WASHINGTON: A top Pentagon official on Tuesday said major upgrades being made to dozens of Navy destroyers to give them new missile defense capabilities will continue, even as Navy leadership bristles at having so many ships tied up hunting for missile launches.
The comments by James Anderson, assistant Defense secretary for strategy, plans and capabilities, came on the same day that Director of National Intelligence Dan Coats testified before Congress that US intelligence agencies assess North Korea is unlikely to completely give up its nuclear weapons and ballistic missile programs in any potential deal with Washington.
“The Navy does have this mission of ballistic missile defense,” Anderson said during a talk at the Brookings Institution. “It is one of their core missions and it will remain so.” The Navy currently has 38 Arleigh Burke-class Aegis destroyers in the fleet with missile defense capabilities, he noted, and has plans to convert “all Aegis destroyers to fully missile defense capable” status, meaning 60 ships will be able to perform the missile defense mission by 2023.
Just the day before Anderson’s remarks, Chief of Naval Operations Adm. John Richardson complained again that he has ships sailing in “small boxes” protecting assets on land, when they should be out performing other missions.
“We’ve got exquisite capability, but we’ve had ships protecting some pretty static assets on land for a decade,” Richardson said. “If that [stationary] asset is going to be a long-term protected asset, then let’s build something on land and protect that and liberate these ships from this mission.”

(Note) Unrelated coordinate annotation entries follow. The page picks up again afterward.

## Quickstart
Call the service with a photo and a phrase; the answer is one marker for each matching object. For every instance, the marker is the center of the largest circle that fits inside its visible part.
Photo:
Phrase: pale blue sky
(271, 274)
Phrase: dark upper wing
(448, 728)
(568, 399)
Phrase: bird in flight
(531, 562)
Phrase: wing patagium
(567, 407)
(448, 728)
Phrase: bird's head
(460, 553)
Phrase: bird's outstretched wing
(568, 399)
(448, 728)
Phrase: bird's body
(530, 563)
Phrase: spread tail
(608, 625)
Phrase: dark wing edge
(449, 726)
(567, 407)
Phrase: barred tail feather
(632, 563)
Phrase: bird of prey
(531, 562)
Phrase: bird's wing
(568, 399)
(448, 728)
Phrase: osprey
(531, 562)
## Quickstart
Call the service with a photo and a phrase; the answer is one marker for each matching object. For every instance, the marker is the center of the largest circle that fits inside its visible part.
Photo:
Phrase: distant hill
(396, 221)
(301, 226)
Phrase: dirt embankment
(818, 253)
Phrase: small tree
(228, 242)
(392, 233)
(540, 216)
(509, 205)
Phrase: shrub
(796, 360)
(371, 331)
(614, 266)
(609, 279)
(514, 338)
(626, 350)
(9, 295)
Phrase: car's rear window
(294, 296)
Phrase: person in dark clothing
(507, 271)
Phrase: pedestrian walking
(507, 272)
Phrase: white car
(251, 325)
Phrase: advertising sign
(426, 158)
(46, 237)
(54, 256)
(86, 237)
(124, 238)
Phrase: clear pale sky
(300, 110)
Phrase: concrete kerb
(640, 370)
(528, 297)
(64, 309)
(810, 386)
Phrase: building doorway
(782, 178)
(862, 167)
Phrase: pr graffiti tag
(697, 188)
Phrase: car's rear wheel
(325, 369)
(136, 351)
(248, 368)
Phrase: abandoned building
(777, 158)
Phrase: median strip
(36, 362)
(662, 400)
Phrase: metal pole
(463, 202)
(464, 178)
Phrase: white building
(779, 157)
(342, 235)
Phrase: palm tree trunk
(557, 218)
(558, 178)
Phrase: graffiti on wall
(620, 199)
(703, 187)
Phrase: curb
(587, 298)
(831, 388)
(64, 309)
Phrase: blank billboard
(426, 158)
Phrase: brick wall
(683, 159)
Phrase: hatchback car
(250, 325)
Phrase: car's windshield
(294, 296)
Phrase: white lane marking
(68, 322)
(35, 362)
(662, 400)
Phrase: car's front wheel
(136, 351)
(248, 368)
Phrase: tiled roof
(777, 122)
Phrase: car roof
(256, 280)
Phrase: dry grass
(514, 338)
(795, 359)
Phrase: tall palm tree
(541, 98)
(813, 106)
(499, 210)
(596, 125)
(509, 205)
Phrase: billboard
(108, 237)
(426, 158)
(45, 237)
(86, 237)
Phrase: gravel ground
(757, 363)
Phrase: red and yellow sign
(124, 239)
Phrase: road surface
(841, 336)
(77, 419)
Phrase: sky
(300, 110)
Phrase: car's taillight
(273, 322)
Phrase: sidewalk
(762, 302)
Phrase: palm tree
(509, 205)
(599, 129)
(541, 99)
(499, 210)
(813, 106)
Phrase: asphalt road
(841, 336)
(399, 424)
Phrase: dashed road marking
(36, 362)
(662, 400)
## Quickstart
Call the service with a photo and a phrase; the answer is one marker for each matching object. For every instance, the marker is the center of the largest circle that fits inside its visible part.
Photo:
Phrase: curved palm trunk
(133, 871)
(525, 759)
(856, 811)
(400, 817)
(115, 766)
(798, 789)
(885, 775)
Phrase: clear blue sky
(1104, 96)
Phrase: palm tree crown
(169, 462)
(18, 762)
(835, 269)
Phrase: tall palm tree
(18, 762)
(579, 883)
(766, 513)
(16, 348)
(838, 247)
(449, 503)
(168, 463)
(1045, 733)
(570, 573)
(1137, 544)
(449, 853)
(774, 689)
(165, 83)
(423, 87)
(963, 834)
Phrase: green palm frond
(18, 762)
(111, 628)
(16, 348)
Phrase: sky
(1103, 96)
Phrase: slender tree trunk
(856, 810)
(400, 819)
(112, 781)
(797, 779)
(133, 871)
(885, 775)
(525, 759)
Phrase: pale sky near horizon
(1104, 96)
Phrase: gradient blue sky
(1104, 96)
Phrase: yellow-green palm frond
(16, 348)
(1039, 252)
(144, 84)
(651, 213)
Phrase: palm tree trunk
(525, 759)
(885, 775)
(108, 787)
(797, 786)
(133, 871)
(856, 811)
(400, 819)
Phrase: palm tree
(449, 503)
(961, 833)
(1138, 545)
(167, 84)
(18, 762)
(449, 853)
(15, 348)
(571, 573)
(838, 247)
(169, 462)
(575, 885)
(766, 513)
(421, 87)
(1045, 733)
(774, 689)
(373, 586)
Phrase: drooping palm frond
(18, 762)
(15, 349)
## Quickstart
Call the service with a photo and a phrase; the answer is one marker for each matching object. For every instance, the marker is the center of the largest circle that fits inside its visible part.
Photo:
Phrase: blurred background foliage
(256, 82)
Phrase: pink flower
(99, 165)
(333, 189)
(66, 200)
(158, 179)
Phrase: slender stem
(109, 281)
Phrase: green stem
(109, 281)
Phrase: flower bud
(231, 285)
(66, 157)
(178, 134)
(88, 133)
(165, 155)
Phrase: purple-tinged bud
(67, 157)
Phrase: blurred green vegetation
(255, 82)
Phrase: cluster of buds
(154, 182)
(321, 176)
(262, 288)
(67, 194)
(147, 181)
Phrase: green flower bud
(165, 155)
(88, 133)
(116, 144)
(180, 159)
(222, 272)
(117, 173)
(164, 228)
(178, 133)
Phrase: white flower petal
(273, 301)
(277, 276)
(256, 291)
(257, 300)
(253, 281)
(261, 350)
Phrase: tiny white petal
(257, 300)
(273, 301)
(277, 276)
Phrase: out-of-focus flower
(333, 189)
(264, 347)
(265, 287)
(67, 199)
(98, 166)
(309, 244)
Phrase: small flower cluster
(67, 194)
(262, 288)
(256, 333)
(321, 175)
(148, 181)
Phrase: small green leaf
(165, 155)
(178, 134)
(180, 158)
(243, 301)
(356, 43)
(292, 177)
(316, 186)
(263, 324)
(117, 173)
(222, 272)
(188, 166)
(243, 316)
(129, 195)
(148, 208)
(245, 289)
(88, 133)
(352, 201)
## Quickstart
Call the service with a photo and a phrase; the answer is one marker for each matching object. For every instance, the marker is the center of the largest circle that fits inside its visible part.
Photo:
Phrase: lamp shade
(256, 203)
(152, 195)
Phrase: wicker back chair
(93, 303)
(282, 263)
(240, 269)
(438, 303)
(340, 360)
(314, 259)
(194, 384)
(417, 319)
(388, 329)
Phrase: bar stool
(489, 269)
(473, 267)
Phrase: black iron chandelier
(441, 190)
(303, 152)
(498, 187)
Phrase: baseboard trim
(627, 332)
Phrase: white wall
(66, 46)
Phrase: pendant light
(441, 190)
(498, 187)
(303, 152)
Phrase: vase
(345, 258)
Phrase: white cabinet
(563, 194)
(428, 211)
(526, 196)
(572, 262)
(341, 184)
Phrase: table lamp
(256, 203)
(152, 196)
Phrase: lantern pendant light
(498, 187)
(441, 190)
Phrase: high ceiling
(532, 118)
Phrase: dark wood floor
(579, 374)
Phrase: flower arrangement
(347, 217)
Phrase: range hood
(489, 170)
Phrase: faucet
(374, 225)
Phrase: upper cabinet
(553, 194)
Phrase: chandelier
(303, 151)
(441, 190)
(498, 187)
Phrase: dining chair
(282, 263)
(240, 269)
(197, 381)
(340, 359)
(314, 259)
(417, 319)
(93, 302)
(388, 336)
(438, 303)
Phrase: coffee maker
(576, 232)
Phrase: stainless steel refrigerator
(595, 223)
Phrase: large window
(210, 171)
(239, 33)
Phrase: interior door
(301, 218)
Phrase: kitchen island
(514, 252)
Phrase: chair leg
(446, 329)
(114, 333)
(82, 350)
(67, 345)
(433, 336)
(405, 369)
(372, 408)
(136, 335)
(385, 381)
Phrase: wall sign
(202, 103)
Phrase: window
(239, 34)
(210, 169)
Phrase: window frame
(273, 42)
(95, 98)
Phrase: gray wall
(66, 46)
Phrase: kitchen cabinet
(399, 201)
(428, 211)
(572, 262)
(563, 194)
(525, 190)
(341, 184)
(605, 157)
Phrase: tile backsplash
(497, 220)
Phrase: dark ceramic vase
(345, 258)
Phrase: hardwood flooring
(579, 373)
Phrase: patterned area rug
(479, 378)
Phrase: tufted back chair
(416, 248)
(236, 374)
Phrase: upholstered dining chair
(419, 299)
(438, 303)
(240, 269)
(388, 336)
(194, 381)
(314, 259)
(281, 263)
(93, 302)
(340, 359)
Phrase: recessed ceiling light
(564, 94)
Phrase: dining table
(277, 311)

The Pentagon’s newly released Missile Defense Review explicitly calls for more land, air, and space-based sensors to take some of the burden off the Navy, but with potential threats from China, North Korea, Russia, and Iran only increasing, it’s likely there will be plenty of work to go around.
Anderson on Tuesday outlined some of the ways ground-based sensors can take some of that work on.
He called for “strengthening our regional defense postures, including deploying additional Patriot and Thaad and Aegis interceptors” to “provide flexibility” at hot spots around the globe, along with building new ground based radar systems in Hawaii and Alaska that are already underway.
But Aegis ships will continue to play a key role. “With the increase of Aegis capable destroyers,” Anderson said in a nod to Richardson’s complaints, “the Navy is going to have more flexibility with how it specifically allocates those ships…I expect the Navy to remain very much engaged in this mission.”
A cornerstone of the Trump administration’s security plans includes having allies share a greater portion of security costs, something that allies from Europe to Asia have been at pains to make sure the White House sees what they’re buying.
The State Department announced Tuesday that it had approved the sale of two Aegis Ashore systems to Japan for $2.1 billion. In a statement, the agency said the proposed sale “will contribute to the foreign policy and national security of the United States by improving the security of a major ally,” and will provide Japan with an “enhanced capability against increasingly sophisticated ballistic missile threats and create an expanded, layered defense of its homeland.”